Re: pg_rewind success even though getting error 'record withincorrect prev-link' - Mailing list pgsql-general

From Ron
Subject Re: pg_rewind success even though getting error 'record withincorrect prev-link'
Date
Msg-id f8844603-e772-2367-35c3-a1099a7dab7e@gmail.com
Whole thread Raw
In response to Re: pg_rewind success even though getting error 'record withincorrect prev-link'  (Abdullah Al Maruf <maruf.2hin@gmail.com>)
Responses Re: pg_rewind success even though getting error 'record withincorrect prev-link'  (Abdullah Al Maruf <maruf.2hin@gmail.com>)
List pgsql-general
On 1/29/19 9:57 PM, Abdullah Al Maruf wrote:
Hi Michael

> This is pointing out to the end of WAL for the current timeline.  You
> may face it after reading a WAL segment in an area which has been used
> in the past for a recycled segment.

Are you talking about error ` LOG:  invalid record length at 0/B000098: wanted 24, got 0` ? 
or,
 `LOG:  record with incorrect prev-link 10000/21B0000 at 0/B000098`

Actually, the 1st error is not making any issue. This node starts to streaming from primary successfully. 
But when the second error comes, It appears every 5 seconds. And, the node is not streaming from master. 
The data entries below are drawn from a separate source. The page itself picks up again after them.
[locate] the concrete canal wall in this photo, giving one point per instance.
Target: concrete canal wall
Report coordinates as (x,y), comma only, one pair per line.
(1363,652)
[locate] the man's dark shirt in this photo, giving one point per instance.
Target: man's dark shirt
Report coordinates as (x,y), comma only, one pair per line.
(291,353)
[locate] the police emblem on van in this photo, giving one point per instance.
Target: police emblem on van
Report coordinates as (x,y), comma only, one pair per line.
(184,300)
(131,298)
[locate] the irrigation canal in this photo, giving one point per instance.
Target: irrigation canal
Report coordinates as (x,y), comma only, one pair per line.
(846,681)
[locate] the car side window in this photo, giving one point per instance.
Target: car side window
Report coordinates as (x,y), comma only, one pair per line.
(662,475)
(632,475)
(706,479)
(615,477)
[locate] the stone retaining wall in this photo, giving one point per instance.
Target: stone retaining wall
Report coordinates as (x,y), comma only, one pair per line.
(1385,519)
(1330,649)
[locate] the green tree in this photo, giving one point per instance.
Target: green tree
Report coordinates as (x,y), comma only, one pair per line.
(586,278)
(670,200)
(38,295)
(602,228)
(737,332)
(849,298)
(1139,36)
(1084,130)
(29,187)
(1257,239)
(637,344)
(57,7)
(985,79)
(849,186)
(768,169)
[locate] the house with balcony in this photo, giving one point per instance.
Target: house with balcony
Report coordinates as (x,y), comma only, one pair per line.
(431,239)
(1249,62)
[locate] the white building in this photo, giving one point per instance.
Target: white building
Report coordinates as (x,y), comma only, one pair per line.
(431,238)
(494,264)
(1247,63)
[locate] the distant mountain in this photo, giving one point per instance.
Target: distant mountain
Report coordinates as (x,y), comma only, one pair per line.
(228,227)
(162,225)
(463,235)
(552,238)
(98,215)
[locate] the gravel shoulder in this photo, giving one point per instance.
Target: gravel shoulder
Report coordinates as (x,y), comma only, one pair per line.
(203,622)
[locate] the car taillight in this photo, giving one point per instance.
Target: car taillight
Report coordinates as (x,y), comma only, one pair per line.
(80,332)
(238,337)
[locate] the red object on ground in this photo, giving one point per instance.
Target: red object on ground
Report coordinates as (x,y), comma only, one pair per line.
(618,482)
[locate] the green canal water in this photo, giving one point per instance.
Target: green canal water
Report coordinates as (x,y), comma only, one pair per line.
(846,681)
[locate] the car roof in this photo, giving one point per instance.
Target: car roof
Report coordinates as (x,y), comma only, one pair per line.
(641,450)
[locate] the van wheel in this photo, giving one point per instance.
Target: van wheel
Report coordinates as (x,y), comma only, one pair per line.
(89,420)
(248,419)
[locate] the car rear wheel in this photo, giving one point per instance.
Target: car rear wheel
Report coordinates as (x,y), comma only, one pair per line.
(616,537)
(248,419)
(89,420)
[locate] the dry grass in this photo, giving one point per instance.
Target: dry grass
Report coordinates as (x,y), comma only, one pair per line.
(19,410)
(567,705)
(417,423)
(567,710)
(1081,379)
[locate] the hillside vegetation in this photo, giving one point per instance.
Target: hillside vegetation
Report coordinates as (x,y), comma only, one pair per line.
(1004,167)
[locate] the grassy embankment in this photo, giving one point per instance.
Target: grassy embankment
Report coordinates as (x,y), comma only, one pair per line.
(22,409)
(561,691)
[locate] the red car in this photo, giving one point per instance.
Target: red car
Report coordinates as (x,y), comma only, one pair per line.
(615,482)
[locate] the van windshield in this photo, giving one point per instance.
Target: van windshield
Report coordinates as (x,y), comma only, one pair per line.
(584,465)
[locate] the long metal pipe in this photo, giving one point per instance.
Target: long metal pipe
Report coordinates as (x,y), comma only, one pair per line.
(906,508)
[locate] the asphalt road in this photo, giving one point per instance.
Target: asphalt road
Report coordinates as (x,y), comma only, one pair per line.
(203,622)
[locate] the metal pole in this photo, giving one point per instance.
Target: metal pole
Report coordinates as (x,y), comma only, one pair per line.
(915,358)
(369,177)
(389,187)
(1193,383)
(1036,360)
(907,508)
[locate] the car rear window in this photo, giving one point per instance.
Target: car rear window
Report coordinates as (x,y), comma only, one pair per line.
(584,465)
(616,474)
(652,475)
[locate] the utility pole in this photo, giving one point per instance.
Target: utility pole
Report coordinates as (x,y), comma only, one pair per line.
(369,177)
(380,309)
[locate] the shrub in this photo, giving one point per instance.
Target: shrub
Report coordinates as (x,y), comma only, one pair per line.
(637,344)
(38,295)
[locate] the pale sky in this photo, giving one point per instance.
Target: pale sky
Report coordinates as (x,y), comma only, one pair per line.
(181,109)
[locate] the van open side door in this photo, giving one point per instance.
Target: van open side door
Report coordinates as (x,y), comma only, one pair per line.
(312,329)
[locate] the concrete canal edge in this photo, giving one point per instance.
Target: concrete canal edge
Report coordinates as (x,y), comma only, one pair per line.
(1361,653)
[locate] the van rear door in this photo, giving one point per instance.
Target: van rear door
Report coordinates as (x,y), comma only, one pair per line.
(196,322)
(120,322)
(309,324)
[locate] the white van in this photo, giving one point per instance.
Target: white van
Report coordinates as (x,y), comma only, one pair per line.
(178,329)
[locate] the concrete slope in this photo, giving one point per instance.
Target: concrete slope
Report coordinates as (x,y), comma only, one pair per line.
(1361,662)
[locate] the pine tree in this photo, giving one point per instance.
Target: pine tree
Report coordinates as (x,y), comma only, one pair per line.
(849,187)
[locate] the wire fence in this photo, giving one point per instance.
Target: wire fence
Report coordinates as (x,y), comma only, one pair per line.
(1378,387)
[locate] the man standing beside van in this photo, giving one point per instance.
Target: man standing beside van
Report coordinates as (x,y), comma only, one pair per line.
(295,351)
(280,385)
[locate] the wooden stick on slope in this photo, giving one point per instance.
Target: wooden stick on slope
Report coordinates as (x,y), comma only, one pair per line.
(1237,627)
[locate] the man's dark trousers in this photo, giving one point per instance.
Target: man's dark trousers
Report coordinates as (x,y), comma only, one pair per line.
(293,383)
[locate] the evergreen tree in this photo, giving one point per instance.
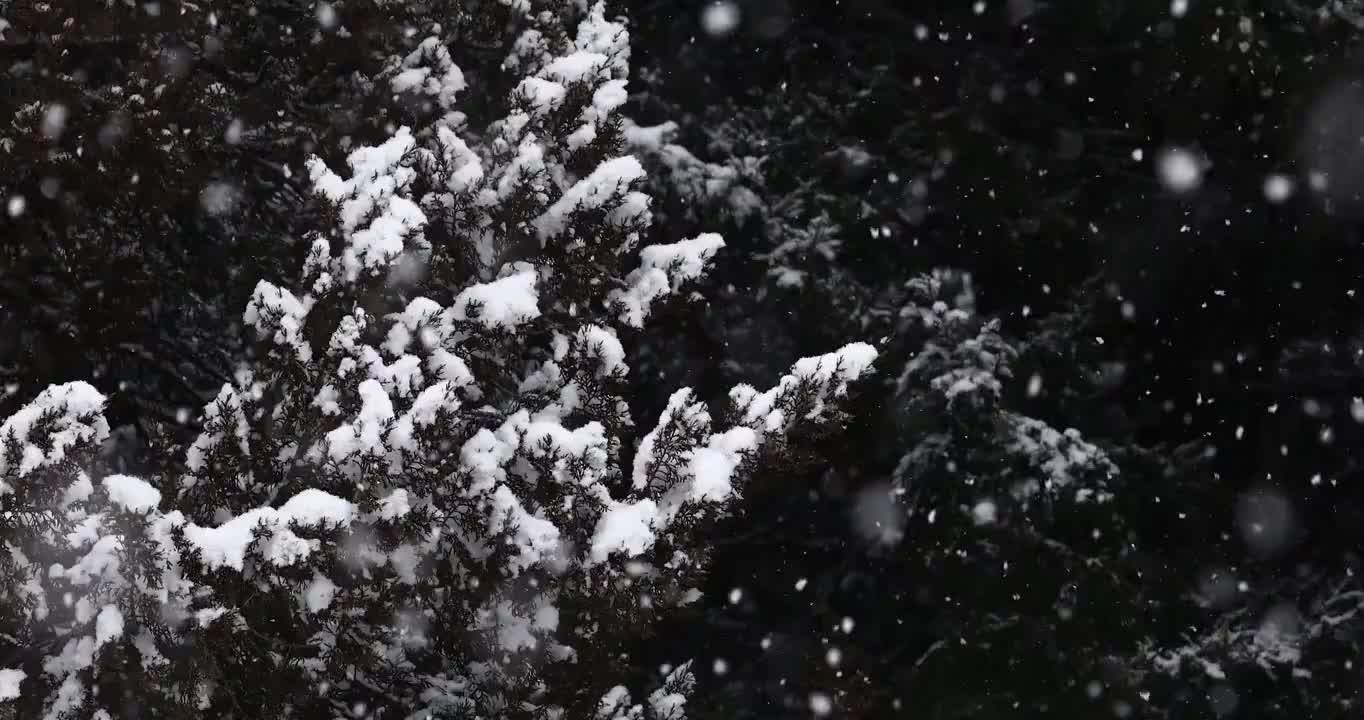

pg_rewind still resolves timeline conflict, but it's not fixing this second error.

Any work around?? 
----------------
My scenario, in short, I have 1 master nodes (0th node) and three standby nodes (1st,

2nd & 3rd node). When I make the 3rd node as master (by trigger file) and restarts 0th node as a replica, It shows no problem.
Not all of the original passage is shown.